Jimmy Guerrero for Voxel51

Posted on May 10 • Updated on May 22 • Originally published at voxel51.com

Voxel51 Filtered Views Newsletter - May 10, 2024

#computervision #machinelearning #ai #datascience

Author: Harpreet Sahota (Hacker in Residence at Voxel51)

Welcome to Voxel51’s bi-weekly digest of the latest trending AI, machine learning and computer vision news, events and resources! Subscribe to the email version.

📰 The Industry Pulse

🎥 Will AI Kill the Video Star?

The release of the music video for The Hardest Part by Washed Out marks the first time that OpenAI’s Sora was commissioned for an AI-generated music video.

And its release has sparked a lively debate online. While many Redditors are captivated by its dreamlike visuals, describing it as "like dreaming while being conscious," others criticize technical shortcomings and a lack of narrative cohesion. Some comments highlight the impressive advancement in AI, with one user stating, "This technology is leaps and bounds better than anything that's ever existed in the last 10 years." However, others express disappointment, feeling the video doesn't live up to the initial hype. Despite the mixed reactions, there's a general sense of awe and curiosity surrounding SORA's potential, with discussions touching on AI consciousness and the future of creative expression.

As one user aptly says, "AI is dreaming, and we're peeking into its dreams."

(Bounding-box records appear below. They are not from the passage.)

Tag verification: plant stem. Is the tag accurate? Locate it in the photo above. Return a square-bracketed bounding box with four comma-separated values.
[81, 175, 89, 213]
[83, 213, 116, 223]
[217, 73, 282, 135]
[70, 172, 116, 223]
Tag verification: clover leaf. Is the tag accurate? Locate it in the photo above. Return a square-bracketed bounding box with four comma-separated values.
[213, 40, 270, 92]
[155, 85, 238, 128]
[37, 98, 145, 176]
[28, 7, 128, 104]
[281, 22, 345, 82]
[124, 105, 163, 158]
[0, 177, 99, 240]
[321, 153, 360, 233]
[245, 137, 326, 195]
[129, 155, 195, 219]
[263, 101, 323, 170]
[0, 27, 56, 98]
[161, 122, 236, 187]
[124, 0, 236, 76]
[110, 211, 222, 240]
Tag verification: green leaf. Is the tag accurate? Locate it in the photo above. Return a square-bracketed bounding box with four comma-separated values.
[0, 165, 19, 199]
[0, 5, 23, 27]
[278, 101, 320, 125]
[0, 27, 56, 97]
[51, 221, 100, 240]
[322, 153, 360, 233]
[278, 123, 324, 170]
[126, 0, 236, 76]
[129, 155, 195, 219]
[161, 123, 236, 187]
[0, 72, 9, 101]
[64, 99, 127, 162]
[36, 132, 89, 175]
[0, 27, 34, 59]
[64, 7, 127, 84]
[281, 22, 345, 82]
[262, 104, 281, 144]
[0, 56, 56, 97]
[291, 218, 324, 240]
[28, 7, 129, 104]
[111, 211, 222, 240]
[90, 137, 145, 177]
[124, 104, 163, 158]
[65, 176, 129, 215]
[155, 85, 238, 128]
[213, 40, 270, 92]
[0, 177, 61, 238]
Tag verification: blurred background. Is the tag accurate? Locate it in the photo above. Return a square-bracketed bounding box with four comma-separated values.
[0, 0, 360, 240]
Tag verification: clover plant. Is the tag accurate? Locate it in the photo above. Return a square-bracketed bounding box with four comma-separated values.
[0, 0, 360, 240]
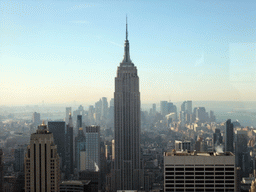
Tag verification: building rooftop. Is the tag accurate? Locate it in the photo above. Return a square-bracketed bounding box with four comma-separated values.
[164, 150, 234, 157]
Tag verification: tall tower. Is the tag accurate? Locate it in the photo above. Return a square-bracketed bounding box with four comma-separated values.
[225, 119, 234, 153]
[65, 112, 74, 178]
[112, 17, 143, 190]
[24, 124, 60, 192]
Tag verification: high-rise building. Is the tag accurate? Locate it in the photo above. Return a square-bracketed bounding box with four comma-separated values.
[152, 103, 156, 115]
[24, 124, 60, 192]
[0, 149, 4, 191]
[85, 126, 100, 171]
[75, 128, 86, 171]
[164, 152, 237, 192]
[225, 119, 234, 153]
[101, 97, 108, 121]
[95, 99, 102, 125]
[160, 101, 168, 117]
[48, 121, 66, 168]
[213, 129, 223, 152]
[32, 112, 41, 127]
[235, 131, 250, 177]
[76, 115, 83, 133]
[112, 19, 144, 190]
[65, 107, 72, 124]
[14, 147, 25, 172]
[65, 113, 74, 178]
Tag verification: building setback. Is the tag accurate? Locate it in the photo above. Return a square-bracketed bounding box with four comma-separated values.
[24, 124, 60, 192]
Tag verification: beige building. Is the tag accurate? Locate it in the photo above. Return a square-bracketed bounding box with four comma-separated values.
[24, 124, 60, 192]
[164, 151, 237, 192]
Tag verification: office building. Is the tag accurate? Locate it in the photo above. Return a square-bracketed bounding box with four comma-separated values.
[101, 97, 108, 121]
[160, 101, 168, 117]
[76, 115, 83, 131]
[14, 147, 25, 172]
[164, 151, 236, 192]
[112, 19, 144, 191]
[235, 131, 251, 177]
[75, 128, 86, 171]
[65, 107, 72, 124]
[225, 119, 234, 152]
[48, 121, 66, 169]
[32, 112, 41, 127]
[0, 149, 4, 191]
[85, 126, 100, 172]
[24, 124, 60, 192]
[65, 113, 74, 178]
[152, 103, 156, 115]
[213, 129, 223, 152]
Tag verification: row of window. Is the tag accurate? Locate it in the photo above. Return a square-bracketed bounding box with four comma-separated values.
[165, 176, 234, 180]
[165, 172, 234, 175]
[165, 167, 234, 171]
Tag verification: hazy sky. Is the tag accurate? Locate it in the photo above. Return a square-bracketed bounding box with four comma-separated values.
[0, 0, 256, 105]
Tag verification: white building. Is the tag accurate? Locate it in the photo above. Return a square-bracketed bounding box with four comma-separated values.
[164, 151, 236, 192]
[85, 126, 100, 171]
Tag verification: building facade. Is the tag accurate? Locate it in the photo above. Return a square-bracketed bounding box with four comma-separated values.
[24, 124, 60, 192]
[48, 121, 66, 169]
[225, 119, 234, 152]
[164, 152, 236, 192]
[85, 126, 100, 172]
[112, 19, 144, 190]
[65, 113, 74, 178]
[75, 128, 86, 171]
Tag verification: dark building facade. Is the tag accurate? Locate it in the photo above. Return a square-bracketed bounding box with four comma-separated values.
[225, 119, 234, 153]
[65, 113, 74, 179]
[48, 121, 66, 168]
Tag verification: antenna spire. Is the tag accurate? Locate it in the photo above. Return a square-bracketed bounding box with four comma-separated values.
[126, 15, 128, 40]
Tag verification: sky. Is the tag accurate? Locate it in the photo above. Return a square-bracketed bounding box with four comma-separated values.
[0, 0, 256, 106]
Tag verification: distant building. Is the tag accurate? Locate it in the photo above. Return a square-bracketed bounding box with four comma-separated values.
[60, 180, 91, 192]
[14, 147, 25, 172]
[164, 152, 236, 192]
[235, 131, 250, 177]
[75, 128, 86, 171]
[160, 101, 168, 116]
[101, 97, 108, 121]
[32, 112, 41, 127]
[24, 124, 60, 192]
[213, 129, 223, 152]
[65, 113, 74, 178]
[0, 149, 4, 191]
[85, 126, 100, 172]
[65, 107, 72, 124]
[175, 140, 191, 152]
[48, 121, 66, 169]
[225, 119, 234, 152]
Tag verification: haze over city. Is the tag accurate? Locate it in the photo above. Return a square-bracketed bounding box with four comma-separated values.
[0, 0, 256, 105]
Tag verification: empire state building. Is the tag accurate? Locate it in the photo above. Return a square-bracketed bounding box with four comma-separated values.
[112, 18, 143, 190]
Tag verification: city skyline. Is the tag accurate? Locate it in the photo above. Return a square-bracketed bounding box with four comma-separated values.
[0, 1, 256, 106]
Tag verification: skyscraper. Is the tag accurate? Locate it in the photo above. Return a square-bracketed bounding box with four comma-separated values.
[225, 119, 234, 153]
[48, 121, 66, 168]
[65, 107, 72, 124]
[113, 18, 143, 190]
[14, 147, 25, 172]
[75, 127, 86, 171]
[65, 113, 74, 178]
[32, 112, 41, 127]
[85, 126, 100, 172]
[0, 149, 4, 191]
[24, 124, 60, 192]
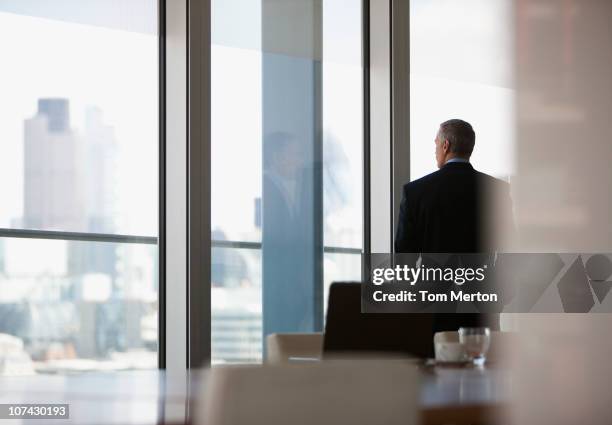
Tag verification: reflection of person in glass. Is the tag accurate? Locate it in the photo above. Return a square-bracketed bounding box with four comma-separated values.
[262, 132, 313, 333]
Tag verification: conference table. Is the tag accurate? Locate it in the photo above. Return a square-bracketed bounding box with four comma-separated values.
[0, 366, 512, 425]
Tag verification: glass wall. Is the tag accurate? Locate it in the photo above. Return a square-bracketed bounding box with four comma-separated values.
[410, 0, 515, 180]
[0, 0, 159, 374]
[211, 0, 363, 363]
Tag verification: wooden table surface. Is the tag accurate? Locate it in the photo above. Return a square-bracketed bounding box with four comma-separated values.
[0, 368, 511, 425]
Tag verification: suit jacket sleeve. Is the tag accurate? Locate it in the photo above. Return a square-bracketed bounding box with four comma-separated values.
[395, 185, 421, 253]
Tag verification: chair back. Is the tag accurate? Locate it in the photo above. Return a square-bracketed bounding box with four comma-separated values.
[201, 360, 419, 425]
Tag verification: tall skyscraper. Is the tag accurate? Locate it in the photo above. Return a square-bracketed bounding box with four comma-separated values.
[23, 99, 87, 231]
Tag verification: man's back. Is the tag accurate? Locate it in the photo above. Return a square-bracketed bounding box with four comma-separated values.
[395, 162, 511, 253]
[395, 162, 512, 333]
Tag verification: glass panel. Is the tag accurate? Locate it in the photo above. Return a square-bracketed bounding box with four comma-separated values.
[211, 244, 262, 364]
[410, 0, 515, 180]
[0, 4, 158, 236]
[211, 0, 363, 362]
[0, 238, 158, 375]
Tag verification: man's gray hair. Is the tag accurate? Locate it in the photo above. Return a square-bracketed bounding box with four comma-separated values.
[438, 119, 476, 157]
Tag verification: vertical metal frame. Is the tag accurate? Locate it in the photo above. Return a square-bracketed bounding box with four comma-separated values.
[365, 0, 393, 252]
[390, 0, 410, 240]
[364, 0, 410, 252]
[187, 0, 211, 368]
[157, 0, 166, 369]
[160, 0, 211, 372]
[160, 0, 188, 372]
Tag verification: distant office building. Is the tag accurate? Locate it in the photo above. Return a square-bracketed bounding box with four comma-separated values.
[23, 99, 87, 231]
[84, 107, 117, 233]
[22, 98, 125, 357]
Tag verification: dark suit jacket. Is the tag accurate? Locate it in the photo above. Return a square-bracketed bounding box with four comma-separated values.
[395, 162, 512, 332]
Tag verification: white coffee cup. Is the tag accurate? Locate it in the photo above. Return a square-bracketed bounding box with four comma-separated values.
[434, 342, 465, 362]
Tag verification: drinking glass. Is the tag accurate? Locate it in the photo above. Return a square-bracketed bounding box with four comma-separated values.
[459, 328, 491, 366]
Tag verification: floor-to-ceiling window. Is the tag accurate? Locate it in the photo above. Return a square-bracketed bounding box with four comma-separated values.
[410, 0, 515, 180]
[0, 0, 159, 374]
[211, 0, 363, 363]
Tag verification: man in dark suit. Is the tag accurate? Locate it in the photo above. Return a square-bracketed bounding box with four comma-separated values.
[395, 119, 512, 332]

👻gpt2-chatbot: The AI That Appeared and Disappeared, Leaving Us in Awe

A mysterious new AI chatbot named "gpt2-chatbot" recently appeared on the LMSYS Chatbot Arena, a website that compares various AI systems. The chatbot's origin is unknown, but its impressive capabilities have sparked intense speculation among AI experts.

Some researchers believe that gpt2-chatbot represents a significant leap over existing AI models, possibly matching or even exceeding the abilities of GPT-4, currently the most advanced system from OpenAI. In tests, the gpt2-chatbot solved complex math problems and performed better than GPT-4 on specific reasoning tasks.

The chatbot's name has led to speculation that it could be an early prototype of GPT-5 or an updated version of GPT-4 (dubbed GPT-4.5). However, OpenAI CEO Sam Altman and staff member Steven Heidel have made cryptic tweets hinting that gpt2-chatbot might be an unreleased model rather than an earlier version of GPT-2. Despite the excitement, LMSYS quickly took gpt2-chatbot offline due to "unexpectedly high traffic" and "capacity limit." The organization stated it has previously worked with developers to offer access to unreleased models for testing.

This mysterious chatbot's origin and full potential remain the subject of much speculation and anticipation.

💻MIT Professor Creates Specialized Programming Languages for Efficient Visual AI

MIT's Jonathan Ragan-Kelley is tackling the challenge of utilizing increasingly complex hardware for visual AI applications like graphics and image processing. He achieves this by developing specialized programming languages that prioritize efficiency.

Two key approaches:

Domain-Specific Languages: Ragan-Kelley designs languages like Halide, tailored for specific tasks like image processing, to maximize efficiency.

Compiler Optimization: He focuses on automating how programs are mapped to hardware using compilers, balancing control and productivity.

His team is creating "user-schedulable languages" that offer high-level control over compiler optimization and exploring machine learning for generating optimized schedules. They also employ "exocompilation" to adapt compilers for specialized AI hardware.

Furthermore, Ragan-Kelley's group is rethinking large language models (LLMs) for improved efficiency on AI hardware without sacrificing accuracy. He believes these advancements will unlock the full potential of new machines and accelerate the development of cutting-edge applications.

👨🏽‍💻 GitHub Gems

StoryDiffusion can generate consistent, long-range image sequences and videos.

It uses consistent self-attention to maintain character styles and attires across multiple frames, enabling cohesive visual storytelling.

Some key capabilities of StoryDiffusion include:

Generating comics in various styles while keeping characters consistent
Producing high-quality videos conditioned on either its own generated images or user-provided images
Creating impressive cartoon-style characters that remain consistent across frames
Handling multiple characters simultaneously and preserving their identities throughout an image sequence

The system relies on two main components:

A Consistent Self-Attention module that enforces consistency in generated images
A Motion Predictor that generates videos based on a sequence of input images

I highly recommend checking it out:

📙 Good Reads

In this week's Good Reads, we follow the white rabbit down the hole with Simone Scardapane's "Alice's Adventures in a Differentiable Wonderland: A Primer on Designing Neural Networks."

This book, freely available on arXiv, goes deep into the core concepts and components of neural networks, offering a balanced blend of theory and practical application.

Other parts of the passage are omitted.